I was in a conversation the other day, and we were laughing (but also sighing) about how everyone seems to be a coach these days. It feels like the label “coach” has lost some of its appeal – overshadowed by an endless stream of coaching programs and platforms cropping up to meet the soaring demand for support, self-development, and guidance.
Tech-led coaching has its value and place in this ecosystem; it’s not “bad” or somehow lesser, but it’s different, with its own limitations.
With an influx of tech-driven companies, we’re seeing coaching offered at scale through digital platforms. Coaching sessions that might once have been tailored, 90-minute 1:1 conversations are now often delivered as part of a pre-designed program, packaged and “outsourced” through apps, AI prompts, or group interventions.
It’s coaching on a conveyor belt – accessible, yes, but often stripped of the depth and human touch that make coaching valuable in the first place. And let’s face it: there’s no shortage of questionable coaches flooding the space.
Our approach to coaching is different.
For us, it’s about community, relationships, and collective growth. Tech can absolutely support coaching, but it’s never a substitute for the deeply human, relational, and sometimes messy process that good coaching is.
Coaching is emergent. It’s unpredictable and shaped by the unique interplay between people. Done well, it can’t just be reduced to a sequence of nudges in an app or a series of pre-packaged prompts from AI.

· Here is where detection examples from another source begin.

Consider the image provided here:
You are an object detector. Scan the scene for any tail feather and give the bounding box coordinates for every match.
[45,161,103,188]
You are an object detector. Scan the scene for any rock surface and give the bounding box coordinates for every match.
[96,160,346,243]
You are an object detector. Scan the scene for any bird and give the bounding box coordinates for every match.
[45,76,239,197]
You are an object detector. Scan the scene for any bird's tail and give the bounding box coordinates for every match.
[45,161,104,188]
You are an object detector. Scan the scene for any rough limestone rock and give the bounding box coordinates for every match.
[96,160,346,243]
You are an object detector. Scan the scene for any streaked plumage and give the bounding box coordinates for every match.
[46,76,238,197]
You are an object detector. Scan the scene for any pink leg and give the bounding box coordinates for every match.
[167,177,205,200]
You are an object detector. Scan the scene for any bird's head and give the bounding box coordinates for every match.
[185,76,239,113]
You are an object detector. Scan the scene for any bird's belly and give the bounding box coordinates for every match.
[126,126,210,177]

There’s a risk in over-relying on tech to deliver coaching at scale. While tech solutions, like AI-powered apps, are great for accessibility, they can easily become reductive, turning meaningful behaviour change into a series of algorithmic prompts. AI coaches, for example, are powered by language models and “learn” through a process that’s hard to control and understand. There’s already been much discussion around the potential bias and unintended consequences of AI coaching. It’s a system that is inherently limited by its input, and without careful guidance, we risk stripping coaching of its core essence.
Of course, we understand the demand for coaching is growing, and the pressure to scale seems to point toward tech as the answer. And while tech-led coaching has an important role to play in making support widely accessible, it can’t replicate the depth of human-centred, relational coaching.
The best coaching doesn’t just “scale”; it adapts, stays human-centred, and recognises that real growth doesn’t happen in a preset sequence of steps – it unfolds in the spaces where people genuinely connect.